At that time her monthly mortgage payment was $358, or 46% of her monthly income and 9% more than she had been paying in rent.

Ms. Guyton said that after making the payments for the first two months, she was laid off from her job and could no longer pay. She went back to work in February 1998, and Bankers First refinanced her loan in September. Though the interest rate was reduced to 12.5%, the monthly payment rose to $433, 35% more than her rent had been.

The refinanced loan also included a balloon payment after 15 years of $30,680. Ms. Guyton finally stopped paying in October 1999. Last September, Advanta Corp. of Spring House, Pa., which had ultimately ended up holding Ms. Guyton's loan, foreclosed.

Though subprime lending is not synonymous with predatory lending, it is disproportionately found in lower-income communities, where abusive lending is prevalent as well. A recent study by Acorn illustrated the difficulty inner-city minority borrowers can have getting access to conventional credit.

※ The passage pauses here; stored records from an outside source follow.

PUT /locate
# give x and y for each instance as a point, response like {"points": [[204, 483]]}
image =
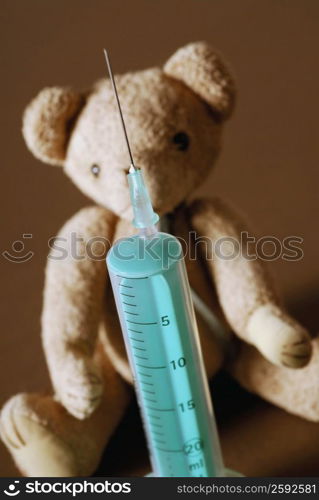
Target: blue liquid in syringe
{"points": [[153, 301], [159, 327]]}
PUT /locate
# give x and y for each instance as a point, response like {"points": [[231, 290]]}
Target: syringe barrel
{"points": [[154, 304]]}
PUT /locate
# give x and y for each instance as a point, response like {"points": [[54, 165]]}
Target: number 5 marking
{"points": [[165, 321]]}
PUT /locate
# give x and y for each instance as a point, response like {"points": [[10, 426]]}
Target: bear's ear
{"points": [[202, 69], [48, 121]]}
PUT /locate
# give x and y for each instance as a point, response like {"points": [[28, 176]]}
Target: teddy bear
{"points": [[175, 116]]}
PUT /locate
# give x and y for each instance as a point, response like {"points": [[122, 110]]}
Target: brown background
{"points": [[269, 165]]}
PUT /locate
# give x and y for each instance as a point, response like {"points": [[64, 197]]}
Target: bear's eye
{"points": [[181, 140], [95, 169]]}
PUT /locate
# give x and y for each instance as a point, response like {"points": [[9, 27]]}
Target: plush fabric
{"points": [[174, 118]]}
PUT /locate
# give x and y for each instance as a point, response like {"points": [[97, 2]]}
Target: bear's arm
{"points": [[76, 278], [245, 291]]}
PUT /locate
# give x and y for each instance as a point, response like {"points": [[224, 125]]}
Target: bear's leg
{"points": [[295, 391], [45, 440]]}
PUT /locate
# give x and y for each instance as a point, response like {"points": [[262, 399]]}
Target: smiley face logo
{"points": [[12, 489], [18, 254]]}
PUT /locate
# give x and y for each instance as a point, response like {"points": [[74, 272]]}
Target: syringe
{"points": [[154, 305]]}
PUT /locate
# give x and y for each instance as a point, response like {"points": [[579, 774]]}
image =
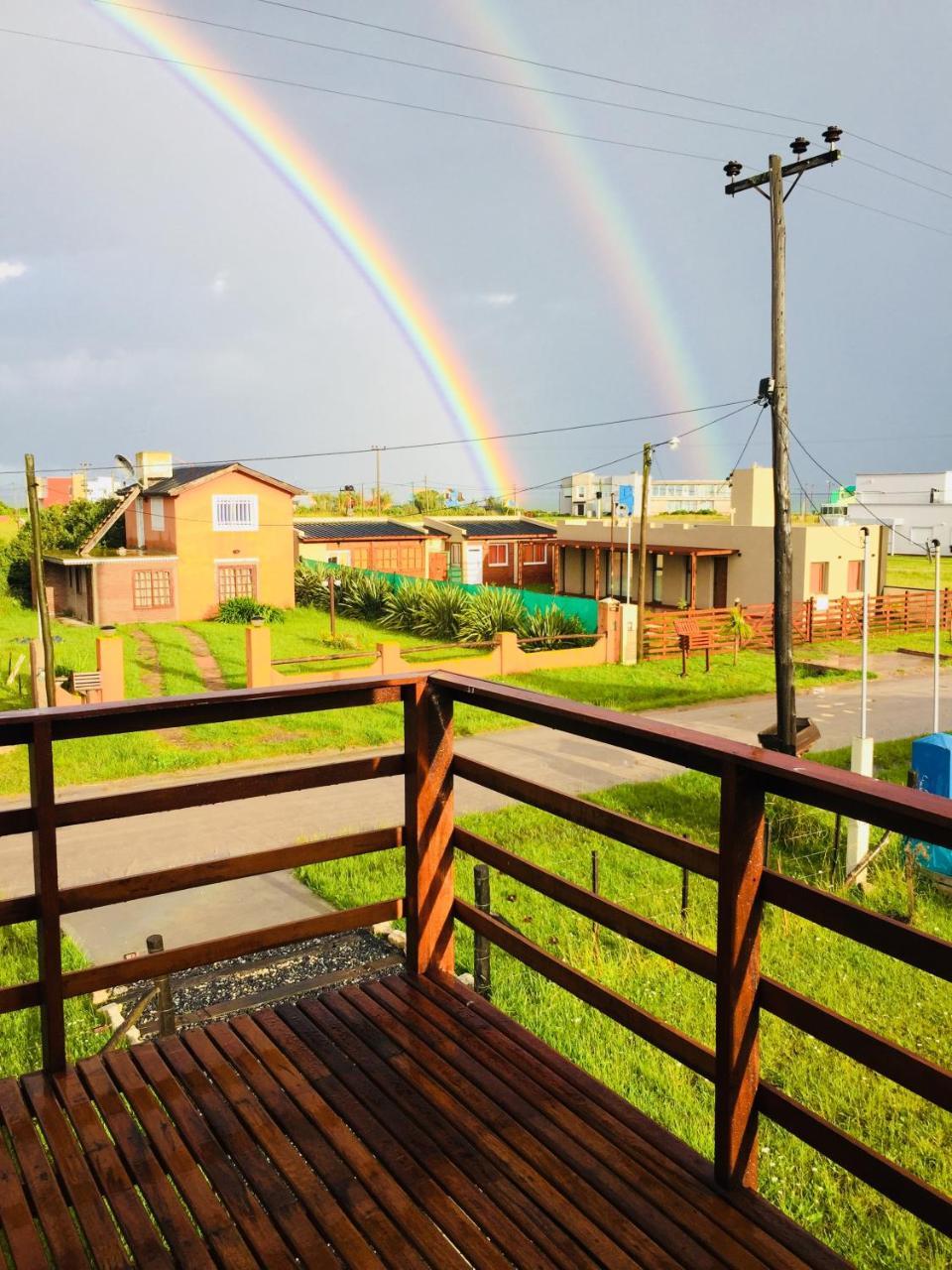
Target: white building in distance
{"points": [[590, 494], [915, 506]]}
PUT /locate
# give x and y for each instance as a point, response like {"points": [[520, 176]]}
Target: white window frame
{"points": [[234, 502]]}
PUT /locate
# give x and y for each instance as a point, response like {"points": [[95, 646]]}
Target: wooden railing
{"points": [[430, 906], [841, 619]]}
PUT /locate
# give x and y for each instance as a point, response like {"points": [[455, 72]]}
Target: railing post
{"points": [[46, 883], [481, 948], [738, 1060], [428, 742], [166, 1005]]}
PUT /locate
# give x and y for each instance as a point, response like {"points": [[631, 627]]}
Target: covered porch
{"points": [[678, 575]]}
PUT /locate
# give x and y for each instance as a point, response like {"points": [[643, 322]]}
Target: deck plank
{"points": [[404, 1124], [40, 1180], [367, 1167]]}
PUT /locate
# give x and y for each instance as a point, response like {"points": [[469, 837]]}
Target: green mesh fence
{"points": [[578, 606]]}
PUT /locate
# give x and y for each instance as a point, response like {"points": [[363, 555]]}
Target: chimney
{"points": [[151, 466]]}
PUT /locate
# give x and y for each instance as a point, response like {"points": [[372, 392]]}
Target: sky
{"points": [[162, 287]]}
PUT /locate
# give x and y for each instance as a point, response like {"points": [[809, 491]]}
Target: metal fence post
{"points": [[46, 883], [166, 1005], [481, 947]]}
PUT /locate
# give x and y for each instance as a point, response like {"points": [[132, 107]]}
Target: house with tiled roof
{"points": [[391, 547], [506, 552], [193, 536]]}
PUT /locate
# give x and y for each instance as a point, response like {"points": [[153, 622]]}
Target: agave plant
{"points": [[403, 604], [542, 626], [490, 611], [440, 612], [365, 595]]}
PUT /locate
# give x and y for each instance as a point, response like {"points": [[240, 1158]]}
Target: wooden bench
{"points": [[692, 639], [84, 681]]}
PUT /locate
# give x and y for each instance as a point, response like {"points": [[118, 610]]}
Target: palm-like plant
{"points": [[490, 611]]}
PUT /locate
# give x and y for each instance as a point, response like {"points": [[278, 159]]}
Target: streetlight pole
{"points": [[777, 397], [862, 749], [937, 621]]}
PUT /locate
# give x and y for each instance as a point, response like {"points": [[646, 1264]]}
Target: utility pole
{"points": [[647, 456], [775, 393], [39, 581], [376, 454]]}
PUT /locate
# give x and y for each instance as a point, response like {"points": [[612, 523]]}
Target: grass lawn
{"points": [[657, 685], [916, 572], [902, 1003], [306, 633], [19, 1032]]}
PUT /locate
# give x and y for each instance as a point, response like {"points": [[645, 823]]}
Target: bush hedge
{"points": [[436, 611]]}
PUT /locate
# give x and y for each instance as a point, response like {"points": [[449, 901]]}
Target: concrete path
{"points": [[898, 707]]}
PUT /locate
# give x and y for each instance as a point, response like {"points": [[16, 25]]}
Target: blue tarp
{"points": [[932, 763]]}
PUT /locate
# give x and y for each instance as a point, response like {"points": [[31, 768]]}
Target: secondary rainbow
{"points": [[301, 171]]}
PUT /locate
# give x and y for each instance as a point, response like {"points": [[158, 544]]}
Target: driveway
{"points": [[900, 706]]}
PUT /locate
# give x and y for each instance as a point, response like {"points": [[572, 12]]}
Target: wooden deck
{"points": [[404, 1123]]}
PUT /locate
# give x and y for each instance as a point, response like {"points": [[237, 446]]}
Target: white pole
{"points": [[865, 647], [627, 563], [861, 758], [937, 549]]}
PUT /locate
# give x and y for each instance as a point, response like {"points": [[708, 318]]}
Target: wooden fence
{"points": [[841, 619], [428, 766]]}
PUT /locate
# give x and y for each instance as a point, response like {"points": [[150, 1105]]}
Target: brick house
{"points": [[194, 538], [511, 552], [390, 547]]}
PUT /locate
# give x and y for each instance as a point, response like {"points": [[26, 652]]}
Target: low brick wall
{"points": [[506, 658]]}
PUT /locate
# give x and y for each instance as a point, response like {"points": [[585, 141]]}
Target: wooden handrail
{"points": [[430, 835]]}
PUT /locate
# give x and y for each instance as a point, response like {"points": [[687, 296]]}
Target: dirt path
{"points": [[207, 667], [148, 658]]}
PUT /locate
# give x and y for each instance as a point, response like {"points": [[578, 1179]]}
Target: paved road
{"points": [[900, 706]]}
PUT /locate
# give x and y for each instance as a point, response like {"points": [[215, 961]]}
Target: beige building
{"points": [[710, 566]]}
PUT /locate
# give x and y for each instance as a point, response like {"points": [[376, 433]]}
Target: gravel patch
{"points": [[238, 984]]}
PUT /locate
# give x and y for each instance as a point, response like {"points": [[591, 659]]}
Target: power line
{"points": [[587, 73], [436, 444], [879, 211], [858, 502], [358, 96], [530, 62], [636, 453], [873, 167], [751, 437], [440, 70]]}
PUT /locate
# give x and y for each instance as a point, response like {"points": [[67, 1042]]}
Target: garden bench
{"points": [[692, 639]]}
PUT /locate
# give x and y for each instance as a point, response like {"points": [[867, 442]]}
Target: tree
{"points": [[428, 502], [61, 529]]}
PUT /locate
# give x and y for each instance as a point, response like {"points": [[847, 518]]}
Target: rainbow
{"points": [[309, 181], [606, 221]]}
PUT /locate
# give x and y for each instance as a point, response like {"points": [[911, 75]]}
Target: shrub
{"points": [[403, 604], [311, 587], [241, 608], [440, 612], [542, 624], [490, 611], [363, 594]]}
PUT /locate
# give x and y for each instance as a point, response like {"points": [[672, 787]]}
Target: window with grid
{"points": [[235, 511], [151, 588], [236, 580]]}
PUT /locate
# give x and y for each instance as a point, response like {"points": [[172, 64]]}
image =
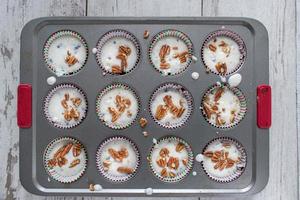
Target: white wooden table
{"points": [[279, 16]]}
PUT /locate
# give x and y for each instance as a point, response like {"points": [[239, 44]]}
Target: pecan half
{"points": [[74, 163], [125, 170], [143, 122], [70, 59], [212, 47], [221, 67], [164, 152], [76, 149], [179, 147], [161, 112]]}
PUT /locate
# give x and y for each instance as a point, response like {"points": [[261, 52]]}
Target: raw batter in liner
{"points": [[221, 106], [66, 54], [222, 159], [110, 51], [56, 111], [108, 101], [169, 159], [120, 165], [173, 63], [75, 163], [222, 55]]}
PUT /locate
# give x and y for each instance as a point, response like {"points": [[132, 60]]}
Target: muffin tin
{"points": [[36, 132]]}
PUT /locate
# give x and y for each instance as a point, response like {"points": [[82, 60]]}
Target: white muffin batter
{"points": [[171, 146], [109, 100], [175, 65], [177, 97], [64, 172], [233, 153], [228, 106], [110, 50], [55, 111], [130, 161], [58, 51], [229, 55]]}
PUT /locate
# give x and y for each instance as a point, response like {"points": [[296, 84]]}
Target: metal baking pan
{"points": [[36, 132]]}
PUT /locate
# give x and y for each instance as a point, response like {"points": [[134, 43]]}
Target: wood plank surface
{"points": [[277, 15]]}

The study, which analyzed the lending activities of more than 7,800 institutions covered by the Home Mortgage Disclosure Act, showed that in Baltimore subprime lenders accounted for more than half the refinancings last year. Of the refinancings received by low-income African-Americans, 58% were subprime, versus 48.2% of the refinancings for moderate-income black people, 24.5% for low-income white people, 17% for moderate-income whites, and only 5.7% for upper-income whites.

"Some mortgage companies think it's a free-for-all and they can just rip off poor people just to make money," Ms. Washington said. "It's not happening to everyone. It's very targeted toward disregarded folks: the minority, elderly, uneducated, and those on welfare."

Activists say that educational efforts may be the most effective way to battle predatory lending. Many first-time homebuyers are oblivious of the ins and outs of getting a mortgage and are often grateful just to get the credit, the activists say.

"Targeted victims don't know who to turn to for help," Ms. Washington said. "Some are hit and don't say anything, and others turn to the wrong people for help."

Maryland Attorney General Joseph Curran Jr. held a press conference in September to increase public awareness of the issue. Hotlines and informational programs have been introduced to help people who want to buy a house and to supply advice and help to victims of predatory lending.

"There's a segment of the population that we have to safeguard if we are going to allow mortgage companies to issue them loans," Ms. Washington said.